Наслаждайтесь этим, пока можете. Вы знаете цену, которую придется заплатить.
Вернемся в мастерскую Гутенберга и посмотрим, какое последнее видение я отыщу для вас там, где воздух насыщен едким запахом типографской краски.
В каждой битве между силами неба и ада неизбежно наступает миг, когда солдат становится так много, что действительность, как ее понимает человечество, не выдерживает напора этого бурлящего внутри ее водоворота. Фасад реальности дает трещину, и как бы человечество ни старалось не видеть происходящего рядом, эти усилия несоразмерны задаче. Правду услышат, какой бы резкой она ни была. Правду увидят, какой бы грубой она ни была.
Первым признаком наступления момента стал внезапный взрыв криков на улице. Жители Майнца — мужчины и женщины, младенцы и старики — разом увидели, что покров, скрывавший небесную битву, сорван, и истерия распространилась мгновенно. Я радовался тому, что в это время находился внутри мастерской, хоть мне и составляли компанию его нелепое преосвященство, Гутенберг и его работники.
Как только разразилась какофония на улицах, Гутенберг-гений со вкрадчивым голосом исчез и его место занял другой Гутенберг — заботливый муж и друг.
— Я думаю, мы в беде, — сказал он. — Ханна? Ханна! С тобой все в порядке? — Он обернулся к рабочим — Если кто-то из вас опасается за себя или за жизнь своих близких, я призываю вас уходить сейчас, пока не стало хуже.
— Там же никто не бунтует, — сказал архиепископ. Люди в мастерской уже развязывали свои испачканные краской фартуки. — Нет никакой нужды беспокоиться за ваших жен и детей.
— Откуда вы знаете? — спросил я.
— У меня свои источники, — заявил архиепископ.

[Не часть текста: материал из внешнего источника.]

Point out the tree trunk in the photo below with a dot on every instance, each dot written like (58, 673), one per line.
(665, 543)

Меня тошнило от его самодовольства Я страстно хотел сбросить свою человеческую личину и выпустить на волю Джакабока Ботча, демона Девятого круга. Возможно, я так и сделал бы, но в этот миг голос Ханны ответил на призыв мужа:
— Иоганн! Помоги мне!
Она вошла в мастерскую не с той стороны, откуда пришли мы с архиепископом и Гутенбергом, а через маленькую дверку в конце комнаты.
— Иоганн! Иоганн! О боже!
— Я здесь, жена. — Гутенберг бросился к запыхавшейся и напуганной супруге.

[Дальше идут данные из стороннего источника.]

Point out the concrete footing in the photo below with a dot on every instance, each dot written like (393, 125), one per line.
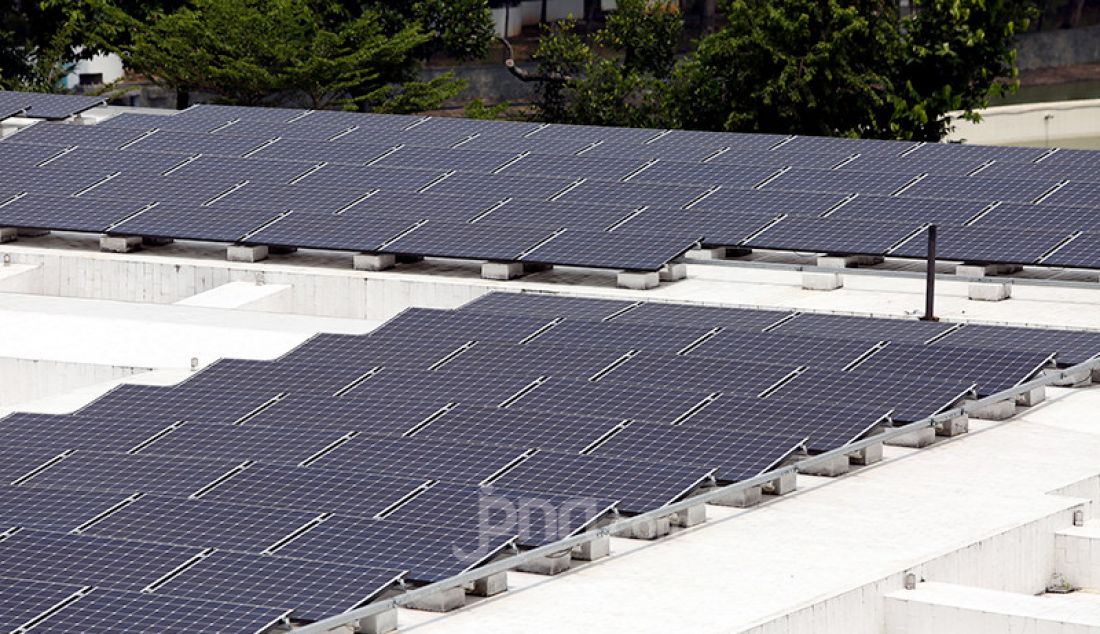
(1001, 411)
(549, 565)
(989, 291)
(1032, 396)
(119, 243)
(847, 261)
(595, 549)
(638, 280)
(969, 270)
(382, 623)
(954, 426)
(373, 261)
(502, 270)
(490, 586)
(916, 439)
(741, 499)
(822, 281)
(246, 252)
(868, 455)
(673, 271)
(648, 529)
(691, 516)
(829, 468)
(782, 485)
(442, 601)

Ее ужас при виде мужа не отступил. Наоборот, она впала в еще большее отчаяние.
— Мы прокляты, Иоганн!
— Нет, дорогая. Это богобоязненный дом.
— Иоганн, подумай! Если здесь демоны, это все из-за них!
Она подошла к столу с разложенными буквами и изо всех своих немалых сил, навалившись тучным телом, толкнула и перевернула стол, рассыпав лотки и тщательно разложенный алфавит по полу.
— Ханна, остановись! — закричал Гутенберг.
— Это работа дьявола, Иоганн! — ответила она, заливаясь слезами. — Я должна уничтожить ее, или нас всех заберут в ад.
— Кто вбил тебе в голову эту блажь? — спросил Гутенберг.
— Я, — произнес знакомый мне голос.
И с полутемной лестницы, откуда пришла Ханна, спустился не кто иной, как Квитун, скрывший свои демонические черты под капюшоном.
— Зачем вы пугаете мою жену? — обратился к нему Гутенберг. — Она и так всего боится.
— Мне это не привиделось! — закричала Ханна, хватаясь за другой стол, где разместились цифры, пустые клеточки и знаки препинания.
Она перевернула его с той же легкостью, что и первый.
— Она переутомилась, — предположил Квитун, шагая наперерез Гутенбергу, который мягко звал жену и приближался к ней.
— Ханна., дорогая моя… пожалуйста, не плачь… Ты знаешь, я не могу видеть, как ты плачешь.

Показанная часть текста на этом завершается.